Buying a pre-construction condo is different from buying a resale unit.The process is as unique as the benefits, which is why buyers should take the time to learn about the contract, costs, and timelines involved.Simply put, your buyer is purchasing the right to own the condo when it’s built.Tags: Light On Yoga Book ReportOperations In Business PlanIslam And Christianity Similarities EssayBiographical DissertationFindings And Discussion DissertationHate The Crime Not The Criminal EssayHomework Help EgyptCase Studies Nursing DelegationAmerican Deep Essay From Hip Opinion Teenager VisionCurry College Application Essay
In particular, there’s been increased scrutiny of these transactions in the Vancouver area. C.’s regulators have been looking at cases where buyers with early access to pre-con units have apparently sold their purchase contracts, made large sums of money, and avoided paying taxes on them. Canada Revenue Agency has been actively involved in these cases.
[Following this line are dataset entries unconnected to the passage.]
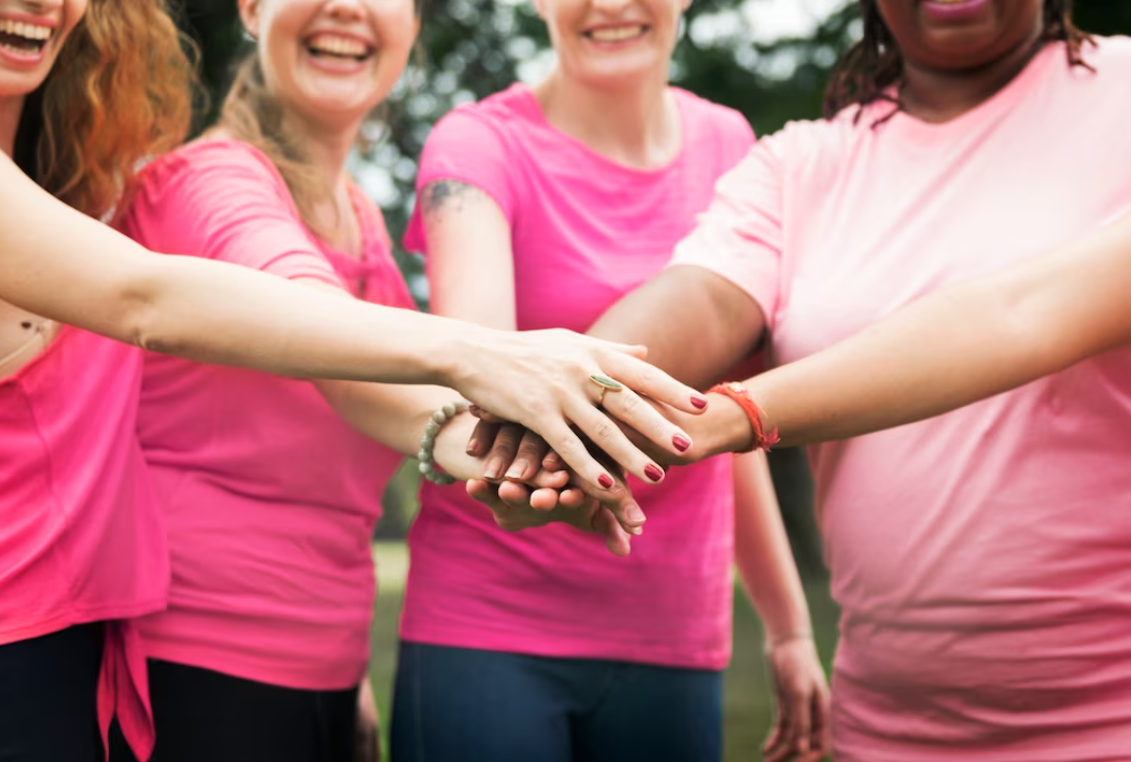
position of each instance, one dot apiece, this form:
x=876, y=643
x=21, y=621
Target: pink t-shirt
x=983, y=557
x=585, y=232
x=81, y=538
x=270, y=498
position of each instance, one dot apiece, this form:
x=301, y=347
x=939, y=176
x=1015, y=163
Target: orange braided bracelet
x=739, y=394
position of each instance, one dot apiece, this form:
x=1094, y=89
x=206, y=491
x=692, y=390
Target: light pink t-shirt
x=270, y=498
x=81, y=538
x=983, y=557
x=585, y=232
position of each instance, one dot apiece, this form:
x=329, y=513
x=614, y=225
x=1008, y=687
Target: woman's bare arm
x=59, y=263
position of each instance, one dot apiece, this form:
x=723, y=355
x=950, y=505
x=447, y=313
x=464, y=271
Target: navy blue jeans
x=459, y=704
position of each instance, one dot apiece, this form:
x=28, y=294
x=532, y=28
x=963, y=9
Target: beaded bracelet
x=428, y=467
x=739, y=394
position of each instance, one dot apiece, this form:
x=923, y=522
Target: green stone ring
x=606, y=383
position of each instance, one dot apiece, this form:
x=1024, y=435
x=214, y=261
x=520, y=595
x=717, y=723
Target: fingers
x=653, y=382
x=532, y=449
x=503, y=451
x=618, y=540
x=482, y=439
x=628, y=407
x=573, y=452
x=607, y=436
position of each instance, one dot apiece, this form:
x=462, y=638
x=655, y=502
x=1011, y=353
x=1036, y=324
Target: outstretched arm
x=62, y=265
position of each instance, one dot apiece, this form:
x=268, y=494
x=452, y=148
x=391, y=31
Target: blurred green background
x=768, y=59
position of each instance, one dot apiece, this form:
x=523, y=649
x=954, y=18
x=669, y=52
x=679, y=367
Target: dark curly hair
x=868, y=71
Unfortunately, the suspected offenders include Realtors. If you’re involved in an assignment sale, it’s crucial that all transactions be legal and above board. Know your taxation responsibilities, and seek clarity if you need to.
We’ve established that you can, in fact, sell your pre-construction condo.
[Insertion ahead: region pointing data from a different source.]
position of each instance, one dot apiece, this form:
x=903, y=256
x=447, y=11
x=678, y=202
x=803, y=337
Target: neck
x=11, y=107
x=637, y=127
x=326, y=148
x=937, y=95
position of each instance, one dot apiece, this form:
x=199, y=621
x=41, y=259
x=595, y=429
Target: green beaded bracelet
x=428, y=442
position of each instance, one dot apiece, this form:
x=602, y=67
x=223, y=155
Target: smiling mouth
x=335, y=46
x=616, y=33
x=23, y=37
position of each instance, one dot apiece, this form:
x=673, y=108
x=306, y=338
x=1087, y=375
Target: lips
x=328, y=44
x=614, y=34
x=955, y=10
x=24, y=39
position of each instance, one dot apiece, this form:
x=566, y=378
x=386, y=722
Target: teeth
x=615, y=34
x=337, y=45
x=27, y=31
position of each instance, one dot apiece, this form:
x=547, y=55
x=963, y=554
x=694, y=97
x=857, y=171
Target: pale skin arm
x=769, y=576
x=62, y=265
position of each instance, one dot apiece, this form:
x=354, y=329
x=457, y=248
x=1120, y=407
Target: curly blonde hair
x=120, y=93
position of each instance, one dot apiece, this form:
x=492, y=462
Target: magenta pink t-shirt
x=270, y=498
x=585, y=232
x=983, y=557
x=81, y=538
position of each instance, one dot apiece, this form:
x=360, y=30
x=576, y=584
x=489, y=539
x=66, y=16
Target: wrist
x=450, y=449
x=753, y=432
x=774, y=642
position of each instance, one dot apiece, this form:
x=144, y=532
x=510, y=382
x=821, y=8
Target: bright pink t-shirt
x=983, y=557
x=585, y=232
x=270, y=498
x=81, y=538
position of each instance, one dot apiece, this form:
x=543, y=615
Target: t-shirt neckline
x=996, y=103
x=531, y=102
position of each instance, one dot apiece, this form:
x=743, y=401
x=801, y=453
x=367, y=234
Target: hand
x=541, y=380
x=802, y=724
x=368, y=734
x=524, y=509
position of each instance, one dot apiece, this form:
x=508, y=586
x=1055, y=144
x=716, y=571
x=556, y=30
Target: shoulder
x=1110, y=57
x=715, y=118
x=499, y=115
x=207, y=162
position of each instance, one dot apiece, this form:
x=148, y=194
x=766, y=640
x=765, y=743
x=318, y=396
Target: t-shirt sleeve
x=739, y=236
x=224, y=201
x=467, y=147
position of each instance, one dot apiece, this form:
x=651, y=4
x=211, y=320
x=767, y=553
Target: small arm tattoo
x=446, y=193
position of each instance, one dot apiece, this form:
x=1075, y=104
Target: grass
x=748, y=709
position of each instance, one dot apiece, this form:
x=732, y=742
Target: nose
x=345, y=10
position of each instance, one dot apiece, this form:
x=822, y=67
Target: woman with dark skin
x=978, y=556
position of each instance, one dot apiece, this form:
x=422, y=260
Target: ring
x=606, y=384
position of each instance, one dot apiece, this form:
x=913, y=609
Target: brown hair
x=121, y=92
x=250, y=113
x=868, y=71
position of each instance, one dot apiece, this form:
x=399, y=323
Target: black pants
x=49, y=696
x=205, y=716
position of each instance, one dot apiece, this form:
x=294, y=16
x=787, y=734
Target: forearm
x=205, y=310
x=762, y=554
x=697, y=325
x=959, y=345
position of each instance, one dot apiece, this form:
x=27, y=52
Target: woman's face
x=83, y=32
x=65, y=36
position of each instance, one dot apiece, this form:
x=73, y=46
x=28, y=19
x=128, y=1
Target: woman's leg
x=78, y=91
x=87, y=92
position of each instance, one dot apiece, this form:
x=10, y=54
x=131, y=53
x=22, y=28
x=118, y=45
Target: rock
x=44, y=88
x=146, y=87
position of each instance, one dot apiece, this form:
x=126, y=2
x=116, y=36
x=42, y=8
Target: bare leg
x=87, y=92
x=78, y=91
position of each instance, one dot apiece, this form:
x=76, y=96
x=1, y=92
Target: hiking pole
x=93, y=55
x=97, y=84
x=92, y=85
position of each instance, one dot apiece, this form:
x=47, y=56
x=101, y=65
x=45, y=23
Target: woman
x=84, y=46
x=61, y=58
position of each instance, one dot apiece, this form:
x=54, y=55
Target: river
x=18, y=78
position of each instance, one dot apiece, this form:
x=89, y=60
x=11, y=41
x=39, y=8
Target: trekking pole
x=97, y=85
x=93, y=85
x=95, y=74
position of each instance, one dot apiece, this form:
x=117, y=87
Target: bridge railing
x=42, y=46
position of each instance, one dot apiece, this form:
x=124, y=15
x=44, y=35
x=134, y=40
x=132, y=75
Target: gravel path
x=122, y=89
But before I move on to discussing the “how”, let’s talk about the scenarios where selling your unit might make sense.
I’m always happy to give pre-con purchasers the rundown. That said, there’s one area that can be confusing to even long-time real estate investors.
I’m talking about buying and then selling a pre-con unit. The short answer is yes—these transactions are known as “assignment sales.” But there are a few things you should know if you’re considering selling on assignment.
The purchaser of a pre-construction condo investment will sometimes choose to sell their contract with the builder before they officially take possession.
Because they don’t yet own the condo itself, they are selling their Agreement of Purchase and Sale with the builder to a new buyer.
During an assignment sale, these two participants are known as the assignor (the seller) and the assignee (the buyer).
Things get more complicated with the introduction of another party (the developer, who has to agree to the transaction).